Face à la réalité des éditeurs ukrainiens, dont témoignait Fedir Baladin, ces problèmes ont pourtant vite semblé relatifs : 50 % de l’économie ukrainienne a disparu, 60 % des librairies ont fermé et 40 % des maisons d’édition sont à l’arrêt. Les imprimeries, installées majoritairement sur les territoires occupés par les Russes, sont également détruites. Ainsi Pinzel n’a pu faire paraître qu’un seul livre depuis le début de la guerre : Brüsel, édité par Casterman dans la série Les cités obscures. La traduction s’est faite à la bougie et l’impression, réalisée sur place avec l’accord de Casterman, a pris un mois en raison des coupures d’électricité.

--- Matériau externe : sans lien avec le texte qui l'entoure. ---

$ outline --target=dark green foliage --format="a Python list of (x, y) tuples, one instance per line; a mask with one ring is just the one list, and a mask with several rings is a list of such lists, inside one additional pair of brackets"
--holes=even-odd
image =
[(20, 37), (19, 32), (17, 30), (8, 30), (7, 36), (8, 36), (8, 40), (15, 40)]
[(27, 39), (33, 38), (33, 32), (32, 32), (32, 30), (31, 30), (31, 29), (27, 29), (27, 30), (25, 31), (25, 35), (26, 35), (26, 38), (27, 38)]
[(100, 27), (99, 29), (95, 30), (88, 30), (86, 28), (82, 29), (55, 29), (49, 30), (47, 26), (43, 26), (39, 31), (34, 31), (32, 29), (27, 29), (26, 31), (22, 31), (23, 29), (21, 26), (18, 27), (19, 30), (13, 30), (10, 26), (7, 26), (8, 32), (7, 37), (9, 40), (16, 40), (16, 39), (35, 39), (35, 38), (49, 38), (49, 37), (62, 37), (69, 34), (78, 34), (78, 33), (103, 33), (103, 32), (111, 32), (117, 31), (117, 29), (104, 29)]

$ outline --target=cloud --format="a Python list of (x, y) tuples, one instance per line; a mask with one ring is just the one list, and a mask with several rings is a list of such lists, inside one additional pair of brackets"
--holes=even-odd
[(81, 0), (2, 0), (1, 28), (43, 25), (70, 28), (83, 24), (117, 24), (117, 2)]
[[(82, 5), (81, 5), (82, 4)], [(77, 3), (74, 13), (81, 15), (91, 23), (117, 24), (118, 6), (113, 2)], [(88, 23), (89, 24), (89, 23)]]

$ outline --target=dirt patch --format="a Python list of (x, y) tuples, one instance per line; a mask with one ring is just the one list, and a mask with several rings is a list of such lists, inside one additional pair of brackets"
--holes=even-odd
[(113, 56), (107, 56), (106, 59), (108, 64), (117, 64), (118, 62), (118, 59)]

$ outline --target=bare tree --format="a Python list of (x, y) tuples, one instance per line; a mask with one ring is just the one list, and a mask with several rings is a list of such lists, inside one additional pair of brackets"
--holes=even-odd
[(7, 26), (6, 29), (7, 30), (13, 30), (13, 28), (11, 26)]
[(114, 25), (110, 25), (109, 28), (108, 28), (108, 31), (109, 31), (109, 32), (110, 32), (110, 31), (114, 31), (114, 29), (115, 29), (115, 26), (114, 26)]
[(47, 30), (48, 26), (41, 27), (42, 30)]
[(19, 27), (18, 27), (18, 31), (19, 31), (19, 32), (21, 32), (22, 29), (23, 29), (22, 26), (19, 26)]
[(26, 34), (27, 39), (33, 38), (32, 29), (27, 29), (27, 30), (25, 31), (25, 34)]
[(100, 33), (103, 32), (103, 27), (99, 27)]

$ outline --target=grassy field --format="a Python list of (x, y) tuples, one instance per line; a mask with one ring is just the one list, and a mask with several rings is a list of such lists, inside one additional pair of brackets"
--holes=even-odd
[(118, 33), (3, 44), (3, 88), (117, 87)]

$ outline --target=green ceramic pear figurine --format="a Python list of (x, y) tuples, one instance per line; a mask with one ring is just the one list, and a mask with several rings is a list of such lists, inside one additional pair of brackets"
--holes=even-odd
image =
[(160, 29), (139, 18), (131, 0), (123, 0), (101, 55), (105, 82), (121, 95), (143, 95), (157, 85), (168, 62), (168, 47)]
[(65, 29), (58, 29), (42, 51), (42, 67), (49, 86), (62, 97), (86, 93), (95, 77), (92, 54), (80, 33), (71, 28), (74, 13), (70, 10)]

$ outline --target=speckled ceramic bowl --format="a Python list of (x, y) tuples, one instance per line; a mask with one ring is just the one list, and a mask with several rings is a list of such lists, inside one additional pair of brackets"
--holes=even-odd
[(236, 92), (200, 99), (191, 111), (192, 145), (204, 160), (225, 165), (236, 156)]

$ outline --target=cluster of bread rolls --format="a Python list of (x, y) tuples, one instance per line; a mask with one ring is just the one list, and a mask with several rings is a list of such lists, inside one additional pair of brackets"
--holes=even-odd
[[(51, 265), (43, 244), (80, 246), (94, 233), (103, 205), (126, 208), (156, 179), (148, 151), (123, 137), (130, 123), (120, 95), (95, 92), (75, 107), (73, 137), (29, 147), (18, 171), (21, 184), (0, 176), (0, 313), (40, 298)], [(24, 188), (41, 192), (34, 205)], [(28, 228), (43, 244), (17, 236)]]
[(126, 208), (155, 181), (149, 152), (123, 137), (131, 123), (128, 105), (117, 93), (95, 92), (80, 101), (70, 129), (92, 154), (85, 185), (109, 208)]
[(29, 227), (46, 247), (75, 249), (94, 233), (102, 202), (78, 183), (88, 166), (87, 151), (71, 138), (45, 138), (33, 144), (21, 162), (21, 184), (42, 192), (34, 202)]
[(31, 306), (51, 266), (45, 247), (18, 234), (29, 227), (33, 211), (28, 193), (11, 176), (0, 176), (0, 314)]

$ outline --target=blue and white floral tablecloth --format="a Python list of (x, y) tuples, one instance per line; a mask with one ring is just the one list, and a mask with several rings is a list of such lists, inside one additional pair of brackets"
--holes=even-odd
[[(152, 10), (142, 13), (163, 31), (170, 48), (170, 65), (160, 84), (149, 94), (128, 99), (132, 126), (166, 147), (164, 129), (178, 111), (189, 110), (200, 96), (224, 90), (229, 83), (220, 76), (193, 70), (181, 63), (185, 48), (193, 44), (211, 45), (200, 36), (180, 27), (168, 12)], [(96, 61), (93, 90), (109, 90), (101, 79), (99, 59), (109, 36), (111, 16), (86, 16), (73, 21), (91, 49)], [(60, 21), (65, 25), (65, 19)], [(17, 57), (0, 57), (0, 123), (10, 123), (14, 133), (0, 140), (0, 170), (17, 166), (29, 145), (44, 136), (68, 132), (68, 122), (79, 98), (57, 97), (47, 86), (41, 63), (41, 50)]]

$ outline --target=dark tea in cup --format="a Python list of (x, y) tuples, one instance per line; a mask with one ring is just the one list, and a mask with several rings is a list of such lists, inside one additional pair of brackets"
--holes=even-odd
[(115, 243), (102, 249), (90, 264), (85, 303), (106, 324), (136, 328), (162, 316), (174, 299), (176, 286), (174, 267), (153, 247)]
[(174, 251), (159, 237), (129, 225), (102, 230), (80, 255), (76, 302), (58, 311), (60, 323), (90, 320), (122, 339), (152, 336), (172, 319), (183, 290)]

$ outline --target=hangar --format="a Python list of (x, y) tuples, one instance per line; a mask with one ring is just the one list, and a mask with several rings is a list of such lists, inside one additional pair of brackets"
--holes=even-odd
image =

En 2019, la maison avait fait paraître la traduction de Tintin au pays des Soviets devenu "le symbole de la lutte ukrainienne" pour Fedir Balandin et Ivan Riabchyi (traducteur et ancien participant du Fellowship Paris) qui ont même ouvert un café en plein centre-ville de Kiev, au nom de leur héros afin de le faire connaître auprès des lecteurs ukrainiens. "Faciliter leur capacité à acquérir des droits et à produire leurs livres, c’est surtout cela que nous pouvons faire pour soutenir les éditeurs ukrainiens à notre échelle, en tant qu’éditeurs français. Nous pouvons également soutenir les éditeurs russes qui essayent de poursuivre leur activité en France", explique Benoît Pollet qui se dit prêt à étudier la possibilité de leur céder des droits à titre gracieux, à condition que les auteurs donnent leur accord.
Les webtoons - un remède à la crise ?
Autre thème abordé lors de cette table ronde : l’édition des webtoons et autres bandes dessinées sous format numérique tel l’Insta-toon qui connaît un grand succès en Corée du Sud. Avec un CA de 1,17 milliard d’euros en 2021 (+ 48 % par rapport à 2020) ce marché est devenu le plus important de l’industrie du livre sud-coréen. Ainsi, plus de 70 % des lecteurs entre 10 et 70 ans déclarent lire uniquement des BD numériques contre 2,5 % seulement qui préfèrent le papier. Une solution face à la crise, également pour l’Europe et les États-Unis ? "On s’y intéresse en testant ce format par exemple chez Delcourt, mais cela fait 20 ans que la BD numérique existe en France sans jamais s’imposer", explique Benoît Pollet. Avis partagé par Lisa Louis qui se dit "ouverte aux nouveaux formats pour séduire les jeunes lecteurs" tout en restant convaincue que ce ne sont pas les éditeurs mais les auteurs qui sont capables d’imposer de nouvelles tendances.
De la page à l’écran
Également au programme : la deuxième édition de Shoot-the-Book Angoulême !, avec une série de 10 titres pitchés par les éditeurs sur la scène du marché international des droits (MID), devant une cinquantaine de producteurs à la recherche de contenus adaptables à l’écran. "Séries, formats courts, films… les modes d’adaptation se sont énormément diversifiés", explique le jury qui était particulièrement sensible aux histoires authentiques sortant du quotidien, avec une portée internationale, et capables de faire voyager un large public. Parmi les titres présentés, beaucoup de récits de genre et de la BD jeunesse. Comme en 2022, les éditeurs n’avaient que 6 minutes pour convaincre les producteurs – affaire à suivre…
Katja Petrovic
"À la Scelf, nous avons travaillé à un langage commun"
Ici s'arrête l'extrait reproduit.